Stoney Woodson

Profile
- Position: Cornerback

Personal information
- Born: October 11, 1985 (age 40) Tampa, Florida, U.S.
- Listed height: 5 ft 10 in (1.78 m)
- Listed weight: 198 lb (90 kg)

Career information
- College: South Carolina
- NFL draft: 2009: 7th round, 238th overall pick

Career history
- New York Giants (2009)*; Philadelphia Eagles (2009)*; Tampa Bay Buccaneers (2009–2010)*; Tri-Cities Fever (2012)*; Jacksonville Sharks (2012)*;
- * Offseason or practice squad member only

= Stoney Woodson =

American football player (born 1985)

Stoney Woodson (born October 11, 1985) is an American former football cornerback. He was selected by the New York Giants in the seventh round in the 2009 NFL draft. He played college football at South Carolina.

Woodson was also a member of the Philadelphia Eagles and Tampa Bay Buccaneers.

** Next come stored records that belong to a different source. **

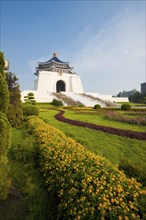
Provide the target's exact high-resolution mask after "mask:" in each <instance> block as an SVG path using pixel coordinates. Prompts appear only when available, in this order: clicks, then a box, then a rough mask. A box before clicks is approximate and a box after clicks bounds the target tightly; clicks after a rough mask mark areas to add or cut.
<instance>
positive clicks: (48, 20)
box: [0, 0, 146, 95]
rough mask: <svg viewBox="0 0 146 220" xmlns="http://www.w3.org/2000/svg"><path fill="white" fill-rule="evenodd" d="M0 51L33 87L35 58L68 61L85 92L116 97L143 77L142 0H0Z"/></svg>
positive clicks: (135, 85) (37, 59)
mask: <svg viewBox="0 0 146 220" xmlns="http://www.w3.org/2000/svg"><path fill="white" fill-rule="evenodd" d="M0 6H1V7H0V10H1V17H0V28H1V29H0V50H1V51H4V53H5V58H6V59H8V60H9V61H10V71H11V72H14V73H16V75H17V76H18V78H19V84H20V88H21V90H24V89H32V88H33V81H34V79H35V76H34V75H33V73H34V72H35V68H36V67H37V62H39V61H47V60H48V59H50V58H51V57H52V54H53V52H56V53H57V56H58V58H59V59H61V60H62V61H69V63H70V65H71V66H73V67H74V71H75V72H76V73H77V74H78V75H80V76H81V79H82V83H83V87H84V90H85V91H86V92H98V93H101V94H111V95H115V94H117V93H118V92H119V91H122V90H131V89H137V90H140V83H142V82H144V81H145V74H146V73H145V71H146V66H145V53H146V52H145V50H146V45H145V38H146V31H145V26H146V24H145V19H146V11H145V7H146V6H145V1H143V0H139V1H138V0H137V1H136V0H135V1H134V0H131V1H126V0H123V1H120V0H117V1H116V0H113V1H112V0H107V1H104V0H101V1H62V0H60V1H41V0H40V1H39V0H37V1H35V0H33V1H21V0H19V1H15V0H11V1H7V0H0Z"/></svg>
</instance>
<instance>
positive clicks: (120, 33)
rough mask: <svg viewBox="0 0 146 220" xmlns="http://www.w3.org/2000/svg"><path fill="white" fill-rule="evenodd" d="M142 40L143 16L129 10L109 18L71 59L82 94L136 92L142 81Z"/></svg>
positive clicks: (143, 65)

He attended George S. Middleton High School in Tampa, FL, and played for the Middleton High School Tigers high school football team.

==Professional career==
Woodson was selected by the New York Giants in the seventh round of the 2009 NFL draft. He suffered an ankle injury prior to the start of the 2009 season and was placed on injured reserve. The Giants gave him an injury settlement on September 6, 2009.

Woodson was signed to the Philadelphia Eagles practice squad on October 13, 2009. He was released from the practice squad on October 22. He was re-signed to the practice squad on November 11 after cornerback Jack Ikegwuonu was promoted to the active roster. He was released on December 8.

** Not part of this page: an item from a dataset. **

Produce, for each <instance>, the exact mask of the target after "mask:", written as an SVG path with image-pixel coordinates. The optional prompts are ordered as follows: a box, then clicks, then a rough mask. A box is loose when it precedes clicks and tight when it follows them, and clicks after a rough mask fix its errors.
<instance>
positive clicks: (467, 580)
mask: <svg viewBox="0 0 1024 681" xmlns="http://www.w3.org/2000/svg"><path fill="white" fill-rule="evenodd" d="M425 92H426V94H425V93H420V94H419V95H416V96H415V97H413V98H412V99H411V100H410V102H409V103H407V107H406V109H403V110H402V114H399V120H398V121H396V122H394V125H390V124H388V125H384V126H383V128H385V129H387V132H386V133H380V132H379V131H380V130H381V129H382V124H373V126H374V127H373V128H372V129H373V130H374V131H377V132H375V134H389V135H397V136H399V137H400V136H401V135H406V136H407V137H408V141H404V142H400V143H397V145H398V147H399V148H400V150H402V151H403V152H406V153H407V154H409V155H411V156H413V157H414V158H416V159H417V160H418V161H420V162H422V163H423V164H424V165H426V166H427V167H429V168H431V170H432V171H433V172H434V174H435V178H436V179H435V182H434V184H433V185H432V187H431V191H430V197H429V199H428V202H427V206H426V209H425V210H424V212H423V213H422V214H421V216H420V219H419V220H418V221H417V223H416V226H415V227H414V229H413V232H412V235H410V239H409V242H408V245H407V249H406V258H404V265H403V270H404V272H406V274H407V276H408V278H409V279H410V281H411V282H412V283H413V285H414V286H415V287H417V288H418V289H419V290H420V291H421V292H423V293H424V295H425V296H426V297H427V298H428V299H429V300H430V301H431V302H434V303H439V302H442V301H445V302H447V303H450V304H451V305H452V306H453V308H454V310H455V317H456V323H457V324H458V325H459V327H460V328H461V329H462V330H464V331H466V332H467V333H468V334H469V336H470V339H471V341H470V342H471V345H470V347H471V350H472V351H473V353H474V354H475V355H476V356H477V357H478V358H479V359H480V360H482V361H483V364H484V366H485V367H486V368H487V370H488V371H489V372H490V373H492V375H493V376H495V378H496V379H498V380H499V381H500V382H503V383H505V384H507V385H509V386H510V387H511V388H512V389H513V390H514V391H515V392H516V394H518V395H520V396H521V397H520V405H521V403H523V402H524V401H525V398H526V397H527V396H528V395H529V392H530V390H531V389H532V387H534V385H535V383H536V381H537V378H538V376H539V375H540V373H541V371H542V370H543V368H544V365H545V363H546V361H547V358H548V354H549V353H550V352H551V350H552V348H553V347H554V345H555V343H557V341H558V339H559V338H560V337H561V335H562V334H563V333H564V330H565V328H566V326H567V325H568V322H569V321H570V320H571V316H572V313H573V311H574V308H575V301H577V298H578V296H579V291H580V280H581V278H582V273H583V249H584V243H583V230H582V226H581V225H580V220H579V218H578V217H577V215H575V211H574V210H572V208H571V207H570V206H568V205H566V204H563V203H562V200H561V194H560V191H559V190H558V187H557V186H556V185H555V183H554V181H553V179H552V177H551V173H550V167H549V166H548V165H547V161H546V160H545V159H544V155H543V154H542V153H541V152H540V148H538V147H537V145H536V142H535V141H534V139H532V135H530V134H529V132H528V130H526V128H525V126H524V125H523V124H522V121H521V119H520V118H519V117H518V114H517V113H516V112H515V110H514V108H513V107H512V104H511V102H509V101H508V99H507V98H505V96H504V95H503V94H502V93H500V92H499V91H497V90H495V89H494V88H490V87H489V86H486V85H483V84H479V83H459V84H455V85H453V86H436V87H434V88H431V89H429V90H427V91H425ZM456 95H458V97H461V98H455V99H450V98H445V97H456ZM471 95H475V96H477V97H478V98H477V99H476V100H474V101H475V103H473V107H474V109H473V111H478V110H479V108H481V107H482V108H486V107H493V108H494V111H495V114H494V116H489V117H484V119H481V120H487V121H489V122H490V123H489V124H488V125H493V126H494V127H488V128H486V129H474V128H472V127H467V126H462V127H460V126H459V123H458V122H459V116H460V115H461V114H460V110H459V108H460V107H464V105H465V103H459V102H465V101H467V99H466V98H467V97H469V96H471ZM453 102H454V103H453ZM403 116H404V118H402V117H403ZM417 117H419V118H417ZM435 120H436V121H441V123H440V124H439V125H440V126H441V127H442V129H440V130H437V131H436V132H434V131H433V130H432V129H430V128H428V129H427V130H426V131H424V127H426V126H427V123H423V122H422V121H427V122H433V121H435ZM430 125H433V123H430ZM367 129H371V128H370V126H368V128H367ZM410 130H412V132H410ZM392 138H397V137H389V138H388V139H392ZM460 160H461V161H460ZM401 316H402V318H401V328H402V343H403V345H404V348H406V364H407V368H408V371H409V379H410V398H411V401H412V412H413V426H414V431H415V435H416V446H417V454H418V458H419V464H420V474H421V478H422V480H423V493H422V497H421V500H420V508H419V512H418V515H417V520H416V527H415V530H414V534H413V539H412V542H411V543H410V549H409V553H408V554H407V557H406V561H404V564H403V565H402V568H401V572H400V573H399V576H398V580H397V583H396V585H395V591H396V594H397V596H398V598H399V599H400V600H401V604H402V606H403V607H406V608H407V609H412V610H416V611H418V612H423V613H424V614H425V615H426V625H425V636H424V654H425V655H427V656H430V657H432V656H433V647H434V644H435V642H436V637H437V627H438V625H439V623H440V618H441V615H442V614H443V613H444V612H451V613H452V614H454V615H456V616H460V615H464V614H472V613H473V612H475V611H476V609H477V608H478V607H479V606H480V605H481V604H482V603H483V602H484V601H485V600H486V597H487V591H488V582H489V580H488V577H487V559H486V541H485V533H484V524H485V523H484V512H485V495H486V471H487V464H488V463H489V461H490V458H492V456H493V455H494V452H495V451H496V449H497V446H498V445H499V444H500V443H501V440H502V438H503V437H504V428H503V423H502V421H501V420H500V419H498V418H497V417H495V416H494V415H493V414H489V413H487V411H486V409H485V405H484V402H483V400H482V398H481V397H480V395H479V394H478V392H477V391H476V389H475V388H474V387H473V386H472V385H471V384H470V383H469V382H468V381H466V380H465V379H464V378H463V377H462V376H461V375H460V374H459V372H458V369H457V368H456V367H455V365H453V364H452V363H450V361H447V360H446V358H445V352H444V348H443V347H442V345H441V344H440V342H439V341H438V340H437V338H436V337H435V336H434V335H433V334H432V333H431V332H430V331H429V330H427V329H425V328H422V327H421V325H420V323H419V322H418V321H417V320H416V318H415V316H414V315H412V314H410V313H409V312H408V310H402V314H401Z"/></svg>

Woodson was signed to the Tampa Bay Buccaneers' practice squad on December 9, 2009. On January 5, 2010, he signed a reserve future contract. He was waived on April 26, 2010.

Woodson signed with the Tri-Cities Fever of the Indoor Football League for the 2012 season. He was later let out of his contract to pursue a higher level.

Woodson with the Jacksonville Sharks of the Arena Football League on September 29, 2011. He was released by the Sharks on March 7, 2012.